En sus de l’appui des organisations musulmanes, IBK a bénéficié du soutien affiché pendant l’élection présidentielle des membres de l’ex – junte et de plusieurs groupes d’activistes militaires de différents camps, quasiment à l’échelle du territoire national. Ces groupes nourrissent très certainement à l’endroit du président élu des attentes précises, d’aucuns parlent même d’une garantie de non poursuite pour des faits consécutifs au coup d’Etat, qui ne sont pas tous amnistiés. S’il est douteux que le Président élu se soit engagé à tenir une telle promesse, il n’en demeure pas moins qu’il aura fatalement à gérer le passif de la parenthèse du putsch. Déjà la nomination du capitaine Sanogo au grade de général, qui ne fait pas, loin s’en faut, l’unanimité au sein de l’armée, apparaît plus comme un facteur de complication des relations du nouveau Président avec l’armée que comme une solution… Elle apparaît d’autant plus problématique qu’à l’évidence, certaines personnes semblent avoir jugé plus sûr de réserver cette nomination à un Président intérimaire plutôt qu’à un Président fort d’une légitimité incontestable et ayant pour lui la durée dans l’exercice de la fonction.
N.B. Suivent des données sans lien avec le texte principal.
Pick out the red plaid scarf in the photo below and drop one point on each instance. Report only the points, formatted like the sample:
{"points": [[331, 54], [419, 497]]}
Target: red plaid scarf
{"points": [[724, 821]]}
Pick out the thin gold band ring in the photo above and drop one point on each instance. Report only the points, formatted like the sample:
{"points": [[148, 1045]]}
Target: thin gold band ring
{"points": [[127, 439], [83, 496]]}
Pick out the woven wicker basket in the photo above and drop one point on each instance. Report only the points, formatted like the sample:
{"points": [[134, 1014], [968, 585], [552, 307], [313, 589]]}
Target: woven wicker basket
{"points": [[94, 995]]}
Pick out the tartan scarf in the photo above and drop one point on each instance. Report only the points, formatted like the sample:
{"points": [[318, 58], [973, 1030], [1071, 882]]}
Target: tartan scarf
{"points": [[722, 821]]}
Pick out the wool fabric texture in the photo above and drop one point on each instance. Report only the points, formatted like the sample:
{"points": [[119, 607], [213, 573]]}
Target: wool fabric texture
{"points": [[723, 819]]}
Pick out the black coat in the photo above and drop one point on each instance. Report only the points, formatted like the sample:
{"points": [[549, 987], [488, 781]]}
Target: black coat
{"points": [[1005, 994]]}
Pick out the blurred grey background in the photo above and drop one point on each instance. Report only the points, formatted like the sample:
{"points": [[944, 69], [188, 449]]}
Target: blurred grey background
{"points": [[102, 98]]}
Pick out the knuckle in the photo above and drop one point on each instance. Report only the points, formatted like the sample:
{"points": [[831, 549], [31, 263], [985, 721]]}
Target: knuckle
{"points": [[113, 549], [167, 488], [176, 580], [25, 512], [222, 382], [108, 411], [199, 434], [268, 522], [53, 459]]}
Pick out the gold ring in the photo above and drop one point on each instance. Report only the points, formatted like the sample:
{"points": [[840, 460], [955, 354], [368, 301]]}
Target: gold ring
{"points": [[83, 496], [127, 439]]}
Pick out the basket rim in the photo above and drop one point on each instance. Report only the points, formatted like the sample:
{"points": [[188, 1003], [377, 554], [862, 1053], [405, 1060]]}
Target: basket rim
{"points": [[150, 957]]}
Les derniers groupes de soutien que le Président IBK aura à gérer se retrouve au niveau des partis qui ont battu campagne au premier et au second tour pour lui. Il s’agit, comme l’on peut s’en douter essentiellement d’une question de distribution des dividendes de la victoire, autrement dit de strapontins ministériels, de postes divers et de pantoufles. A ce dernier groupe, le nouveau Président a déjà lancé, sans le nommer, un avertissement clair lors de sa déclaration du mercredi 21 août, au lendemain de la proclamation officielle des résultats par la Cour Constitutionnelle : il ne s’agira en aucun cas, selon lui, d’un partage de gâteaux. Il faudrait attendre la formation du gouvernement pour en juger sur pièces. D’ores et déjà, on peut parier qu’il y aura beaucoup d’appelés et peu d’élus et que le Président privilégiera, dans ses choix, les ralliés de la première heure au détriment de ceux de la vingt cinquième. Mais ça, c’est déjà une autre histoire.